Martha’s Vineyard has a long history of close relationships with Washington, D.C.’s elected officials and other powerful figures. Congressman Adam Clayton Powell in the House of Representatives, Senator Edward Brooke, Senator Frank Lautenberg in the upper chamber, First Lady Jackie Kennedy, President Bill and First Lady Hillary Clinton and of course President Barack and First Lady Michelle Obama all have enjoyed our unique blend of people, culture, food, golf, beaches and relaxed, casual atmosphere.
But the transformative election of Rev. Raphael Warnock to the United States Senate last week invites us to amplify a very special relationship between the Vineyard and elected officials and history makers from Georgia.
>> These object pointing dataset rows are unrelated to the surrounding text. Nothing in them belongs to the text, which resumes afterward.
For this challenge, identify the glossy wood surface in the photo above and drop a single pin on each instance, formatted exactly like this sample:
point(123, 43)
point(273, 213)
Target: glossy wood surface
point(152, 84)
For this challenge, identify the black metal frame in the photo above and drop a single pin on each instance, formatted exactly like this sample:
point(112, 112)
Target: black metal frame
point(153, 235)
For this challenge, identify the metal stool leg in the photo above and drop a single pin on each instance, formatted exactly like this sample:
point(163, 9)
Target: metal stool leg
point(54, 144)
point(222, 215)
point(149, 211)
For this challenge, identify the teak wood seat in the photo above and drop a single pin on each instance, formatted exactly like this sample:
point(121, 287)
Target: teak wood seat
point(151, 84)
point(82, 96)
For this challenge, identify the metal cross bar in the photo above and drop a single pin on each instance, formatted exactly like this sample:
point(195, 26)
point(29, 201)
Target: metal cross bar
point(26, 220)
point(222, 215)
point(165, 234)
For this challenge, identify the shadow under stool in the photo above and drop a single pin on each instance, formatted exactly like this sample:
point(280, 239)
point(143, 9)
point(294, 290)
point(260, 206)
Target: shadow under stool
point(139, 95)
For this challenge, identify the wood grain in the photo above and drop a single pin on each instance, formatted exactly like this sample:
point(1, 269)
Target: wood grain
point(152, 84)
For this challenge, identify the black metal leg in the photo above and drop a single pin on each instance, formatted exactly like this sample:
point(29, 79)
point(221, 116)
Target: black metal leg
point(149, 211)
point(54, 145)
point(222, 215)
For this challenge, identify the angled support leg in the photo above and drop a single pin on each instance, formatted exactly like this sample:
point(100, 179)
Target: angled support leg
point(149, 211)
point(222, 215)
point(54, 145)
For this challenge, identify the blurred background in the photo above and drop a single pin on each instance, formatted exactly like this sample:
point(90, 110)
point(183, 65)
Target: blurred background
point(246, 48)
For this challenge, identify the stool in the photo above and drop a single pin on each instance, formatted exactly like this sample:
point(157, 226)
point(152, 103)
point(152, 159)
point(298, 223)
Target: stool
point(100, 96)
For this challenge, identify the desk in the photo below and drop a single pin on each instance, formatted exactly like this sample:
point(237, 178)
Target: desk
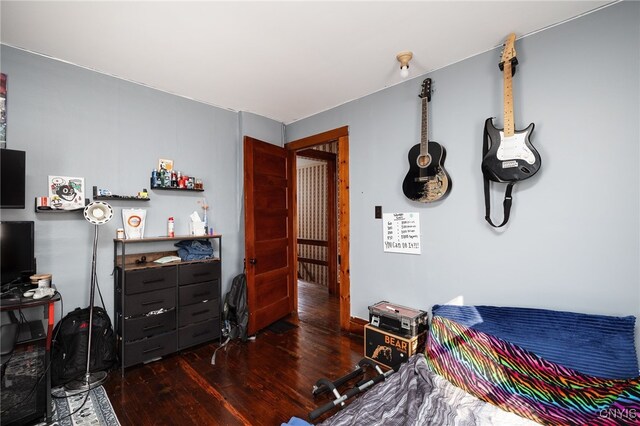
point(28, 363)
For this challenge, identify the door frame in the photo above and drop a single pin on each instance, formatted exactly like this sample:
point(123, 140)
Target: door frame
point(330, 159)
point(341, 136)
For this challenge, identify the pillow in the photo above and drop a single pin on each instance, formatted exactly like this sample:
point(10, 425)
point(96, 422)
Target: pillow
point(596, 345)
point(519, 381)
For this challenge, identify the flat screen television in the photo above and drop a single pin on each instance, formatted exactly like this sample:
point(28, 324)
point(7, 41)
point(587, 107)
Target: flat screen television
point(12, 178)
point(17, 258)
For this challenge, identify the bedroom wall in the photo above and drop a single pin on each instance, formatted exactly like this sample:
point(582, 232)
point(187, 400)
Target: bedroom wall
point(573, 241)
point(76, 122)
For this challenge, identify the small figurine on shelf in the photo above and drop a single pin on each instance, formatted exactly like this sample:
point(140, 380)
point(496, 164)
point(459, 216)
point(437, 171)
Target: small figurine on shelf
point(205, 208)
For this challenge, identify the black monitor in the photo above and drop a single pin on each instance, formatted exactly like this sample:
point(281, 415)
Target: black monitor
point(17, 258)
point(12, 179)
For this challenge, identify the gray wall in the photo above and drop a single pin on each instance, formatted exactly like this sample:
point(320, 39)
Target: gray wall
point(573, 242)
point(76, 122)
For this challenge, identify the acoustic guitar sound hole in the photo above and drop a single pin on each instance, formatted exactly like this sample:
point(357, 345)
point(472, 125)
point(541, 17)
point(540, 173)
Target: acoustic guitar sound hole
point(423, 160)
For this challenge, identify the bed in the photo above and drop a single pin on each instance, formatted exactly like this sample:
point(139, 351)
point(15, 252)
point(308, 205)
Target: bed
point(486, 365)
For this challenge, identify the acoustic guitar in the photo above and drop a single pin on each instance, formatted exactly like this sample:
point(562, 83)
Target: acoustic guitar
point(427, 180)
point(511, 157)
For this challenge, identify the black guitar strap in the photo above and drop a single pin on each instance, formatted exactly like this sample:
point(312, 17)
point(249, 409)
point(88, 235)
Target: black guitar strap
point(506, 204)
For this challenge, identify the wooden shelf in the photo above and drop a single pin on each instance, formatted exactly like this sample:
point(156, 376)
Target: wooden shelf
point(177, 189)
point(117, 197)
point(86, 202)
point(160, 239)
point(120, 197)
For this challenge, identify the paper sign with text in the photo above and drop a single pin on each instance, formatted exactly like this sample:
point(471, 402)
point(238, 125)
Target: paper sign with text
point(401, 232)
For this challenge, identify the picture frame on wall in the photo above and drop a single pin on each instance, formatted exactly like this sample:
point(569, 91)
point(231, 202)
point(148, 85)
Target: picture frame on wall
point(66, 193)
point(164, 164)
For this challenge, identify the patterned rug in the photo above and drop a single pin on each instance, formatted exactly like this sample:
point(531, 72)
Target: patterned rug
point(97, 409)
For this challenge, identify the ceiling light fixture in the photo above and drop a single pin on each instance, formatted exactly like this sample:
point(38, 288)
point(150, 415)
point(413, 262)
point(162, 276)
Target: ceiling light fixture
point(404, 58)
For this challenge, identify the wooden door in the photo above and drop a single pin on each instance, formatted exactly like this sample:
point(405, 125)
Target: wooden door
point(268, 232)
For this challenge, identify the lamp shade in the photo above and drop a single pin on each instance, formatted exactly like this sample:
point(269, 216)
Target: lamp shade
point(98, 212)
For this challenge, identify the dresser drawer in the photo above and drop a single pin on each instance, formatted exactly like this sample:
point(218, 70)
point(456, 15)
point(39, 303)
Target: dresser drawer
point(198, 272)
point(198, 333)
point(199, 312)
point(148, 349)
point(142, 303)
point(142, 280)
point(139, 328)
point(195, 293)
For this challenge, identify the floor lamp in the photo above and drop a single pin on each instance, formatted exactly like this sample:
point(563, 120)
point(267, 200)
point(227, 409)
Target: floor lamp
point(97, 213)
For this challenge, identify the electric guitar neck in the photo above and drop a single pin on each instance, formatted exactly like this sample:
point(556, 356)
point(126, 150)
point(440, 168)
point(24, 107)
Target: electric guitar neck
point(510, 157)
It is important to begin with two civil rights fighters who put it all on the line in 1961 when federal district court Judge W.A. Bootle ordered the immediate admission of Hamilton Holmes and Charlayne Hunter (Gault) to the University of Georgia, ending 160 years of segregation at the school. Vernon Jordan, a native of Atlanta, was the young lawyer assigned to assist in researching the complaint that was filed with Judge Bootle. And when the day came for Charlayne to actually enter the university, Vernon was asked to literally escort her into the school building, shielding her from the raucous crowd hoping to scare her away.
Both CHG and Vernon have been very long time summer residents on the island. Dr. Martin Luther King was part of that whirlwind of civil rights leaders in the 1960s that came to Villa Rose on Narragansett avenue as guests of then-owner Joe Overton from Harlem. The property was dubbed the “summer White House of the movement.” This sprawling Victorian seaside mansion has a billiards table on the third floor that was a favorite spot for Dr. King.
Atlanta, proud of its business and community moniker “A City Too Busy to Hate,” elected the charismatic Maynard Holbrook Jackson in 1973 as its first black mayor. Maynard was invited to Oak Bluffs to speak to a weekend of events sponsored by The Partnership, a Boston based organization created to attract professionals of color to work and live in Boston. Bennie Wiley, Charlie Beard and I were part of the organization leadership at that time.
Maynard would come back many summers after his first visit. Another mayor of Atlanta, Andy Young, would come to Oak Bluffs in 1986 initially to marry Prof. Lani Guinier to Nolan Bowie. He would return a decade later to speak at Shearer Cottage on behalf of Roads Scholar and read from his book An Easy Burden: The Civil Rights Movement and the Transformation of America. Most recently he spoke at Union Chapel on a panel organized by Clark Atlanta University to discuss the state of the American democracy.
John Lewis continued this thread of Atlanta royalty coming to the Vineyard when in August of 1998 he delivered a keynote address at Union Chapel on the 35th anniversary of the 1963 March on Washington. Lewis would come many, many times after that for panels, fundraisers and to introduce his books Walking with the Wind and March.
In 2017 city councilor Keisha Lance Bottoms was elected as the 60th mayor of Atlanta. She and her family are Oak Bluffs summer residents and are seen frequently around the island. The brilliant and irrepressible Stacey Abrams has brought her Fair Fight Voting initiative to the Vineyard, raising money to fight voter suppression. Her fierce determination to register voters made her the Jim Clyburn of the Warnock/Ossoff victories.
The friendship that began in the 1990s between theology school classmates Rev. Cathlin Baker and Rev. Raphael Warnock is illustrative of how faith, family and a shared vision of equity, fairness and justice can be a public example to all. What I appreciate most about the relationship is that Rev. Warnock was been invited into the pulpit of the West Tisbury Congregational Church for a least a decade and Rev. Baker has preached at Ebenezer Baptist Church in Atlanta on two occasions.
This exchange of visible black and white friendship in front of thousands of their parishioners over the years could not be more symbolic of all that Dr. King, Rev. Joseph Lowery, Rev. C.T. Vivian and others in Georgia lived and prayed for their entire lives. King Day 2021 will be celebrated like no other in all of Georgia!
All of Martha’s Vineyard congratulates Sen. Raphael Warnock and we look forward to seeing him once again here on the island this summer.
Paradise on earth is living the Vineyard experience. Enjoy it as life is fleeting!